Bob Maloubier distingué dans l’ordre de l’Empire britannique par Elizabeth II

maloubier-20140606Qu’ont en commun le journaliste et animateur de télévision Stéphane Bern et Robert (« Bob »‘) Maloubier, un ancien agent du Special Operation Executive (SOE) pendant la Seconde Guerre Mondiale? Pas grand chose, si ce n’est que les deux hommes ont été distingués dans l’ordre de l’Empire britannique par Elizabeth II, le 5 juin, venue en France pour prendre part aux commémorations du 70e anniversaire du Débarquement.

Mis sur pied dès juillet 1940 par Churchill afin de « mettre le feu à l’Europe », le SOE était un service secret destiné à soutenir clandestinement les réseaux de résistance dans les pays occupés par l’Allemagne nazie ou encore à mener des actions de sabotage et des opérations de renseignement.

Âgé de 17 ans en 1940, Robert Maloubier se prépare à passer son baccalauréat quand commence la campagne de France (mai-juin). Suite au message du maréchal Pétain demandant à cesser le combat, le jeune homme, sur les conseils de son père, décide de rejoindre le général de Gaulle à Londres. Peine perdue. Pendant 3 ans, ses tentatives se soldent par de échecs. Finalement, s’étant engagé dans l’armée d’Armistice avec l’intention de devenir pilote et de voler un avion pour rejoindre Gibraltar, il est approché à Alger, fin 1942, par Jacques Vaillant de Guélis, qui le recrute pour devenir, comme lui, un  agent du SOE.

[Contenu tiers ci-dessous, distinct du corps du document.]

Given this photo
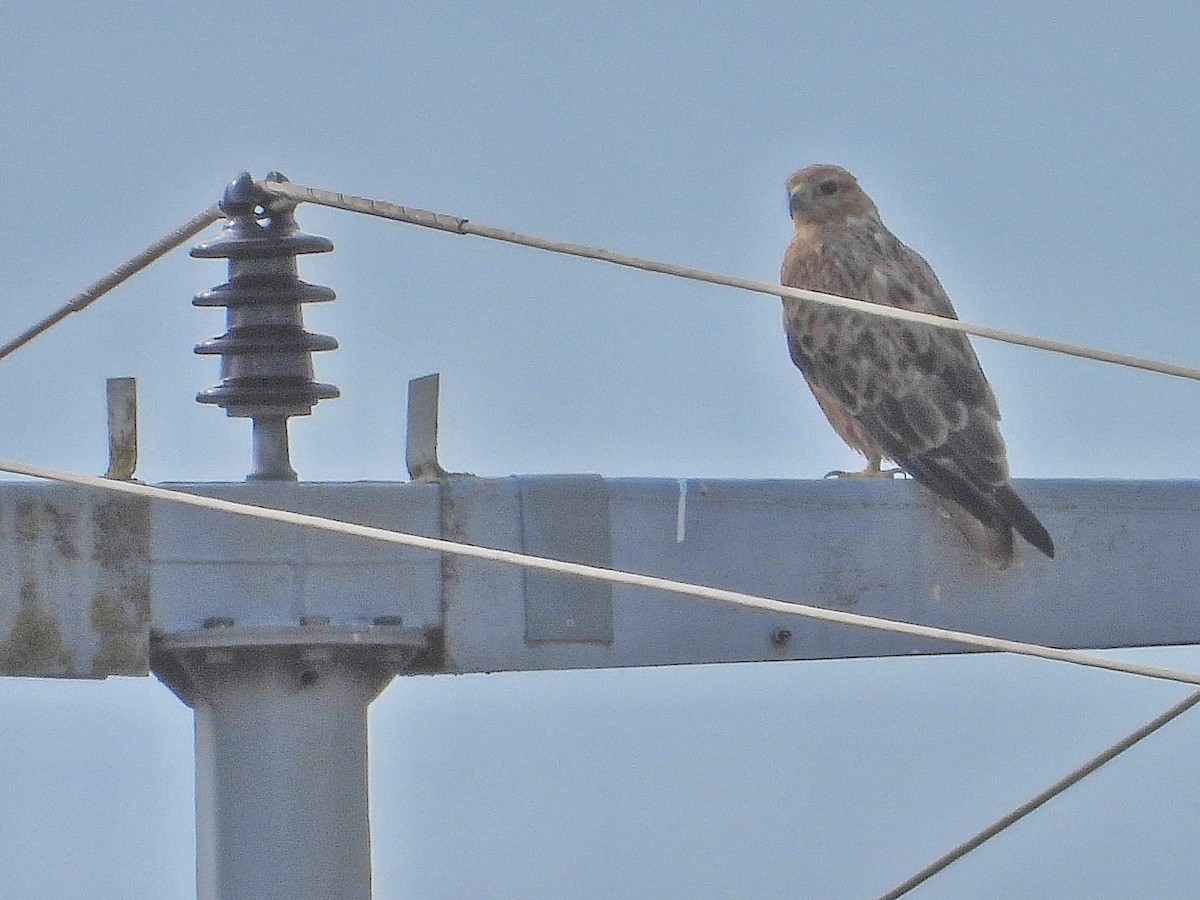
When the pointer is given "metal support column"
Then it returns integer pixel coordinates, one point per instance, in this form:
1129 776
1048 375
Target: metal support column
281 754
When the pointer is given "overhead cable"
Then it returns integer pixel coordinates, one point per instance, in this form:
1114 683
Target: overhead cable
455 225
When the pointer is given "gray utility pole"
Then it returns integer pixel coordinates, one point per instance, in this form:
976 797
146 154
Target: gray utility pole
280 637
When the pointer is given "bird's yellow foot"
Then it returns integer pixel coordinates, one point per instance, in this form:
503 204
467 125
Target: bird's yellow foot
874 469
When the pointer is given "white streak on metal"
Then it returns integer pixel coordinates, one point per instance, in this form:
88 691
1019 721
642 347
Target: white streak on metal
615 576
682 513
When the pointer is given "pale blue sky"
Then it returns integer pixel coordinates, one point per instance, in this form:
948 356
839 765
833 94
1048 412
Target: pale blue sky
1042 157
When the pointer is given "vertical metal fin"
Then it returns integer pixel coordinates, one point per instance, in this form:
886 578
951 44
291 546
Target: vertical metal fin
123 427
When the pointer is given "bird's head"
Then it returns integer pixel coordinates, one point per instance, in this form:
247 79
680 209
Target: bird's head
827 195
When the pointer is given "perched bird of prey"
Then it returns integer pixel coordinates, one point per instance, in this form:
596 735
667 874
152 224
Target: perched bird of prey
897 390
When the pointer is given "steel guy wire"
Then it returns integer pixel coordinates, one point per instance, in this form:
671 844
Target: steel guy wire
1056 789
126 270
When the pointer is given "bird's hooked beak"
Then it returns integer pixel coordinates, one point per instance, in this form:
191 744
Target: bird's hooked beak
799 199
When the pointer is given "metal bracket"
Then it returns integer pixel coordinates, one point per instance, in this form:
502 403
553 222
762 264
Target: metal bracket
421 437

En août 1943, Bob Maloubier est parachuté en France, près de Louviers. À partir de ce moment, il enchaîne les sabotages au sein du réseau Salesman. Mais le 20 décembre, le hasard faisant cette fois mal les choses, il est intercepté par une patrouille de Feldgendarmes. Comme il le dit lui-même, avec une dose d’autodérision, « je suis toujours au bon endroit mais jamais au bon moment »… Quoi qu’il en soit, il réussit quand même à leur fausser compagnie, mais au prix d’une blessure par balle au poumon. Faisant preuv d’une résistance physique exceptionnelle, il parvient à semer ses poursuivants et à gagner Rouen, après 14 km de course. Il sera ensuite exfiltré vers Londres en février 1944.

En juin de cette année-là, pleinement remis, Bob Maloubier est à nouveau parachuté en France. Cette fois dans le Limousin, où avec ses compagnons, il va soutenir les maquis de la région et prendre part à la libération de Limoges. Un an plus tard, il fait le coup de main au Laos, au sein de la Force 136, une unité du SOE chargée de mener des actions subversives contre les forces d’occupation japonaises en Asie.

Après la guerre, Bob Maloubier, qui n’a que 22 ans, quitte le SOE avec le grade de capitaine et la très prisée Distinguished Service Order, reçue des mains du roi George VI. Pour autant, il ne cessera pas ses acitivités d’homme de l’ombre puisqu’il rejoint le SDECE (Service de documentation extérieure et de contre-espionnage), au sein duquel il prend part  la création du Service Action. En 1952, il co-fonde, avec Claude Riffaud , l’unité des nageurs de combat.

La vie (ou les vies) de Bob Maloubier est un roman. Et il faudrait plusieurs articles pour raconter toutes les aventures qu’il a vécues.  Co-dessinateur de la montre Fifty Fathoms, produite par l’horloger suisse Blancpain pour les nageurs de combat, forestier au Gabon, où il rencontre le docteur Albert Schweitzer, employé de Shell, responsable de la sécurité du président Mba au Gabon, mêlé à l’affaire du Biafra, ainsi qu’à d’autres « coups tordus » en Afrique et au Moyen Orient… La liste est longue… Il est même apparu dans un film de Jean-Luc Godard sorti en 2010!

Depuis quelques années, l’ancien agent secret a entamé une carrière d’écrivain et publié plusieurs livres. Le dernier en date, « Les secrets du Jour J« , revient en détail sur l’opération Fortitude, destinée à tromper l’état-major allemand sur le lieu du débarquement des Alliés. Et il en a un autre sur le « métier », qui sera cette fois dédié au lieutenant-colonel Sir Claude Edward Marjoribanks Dansey, le numéro de l’Intelligence Service.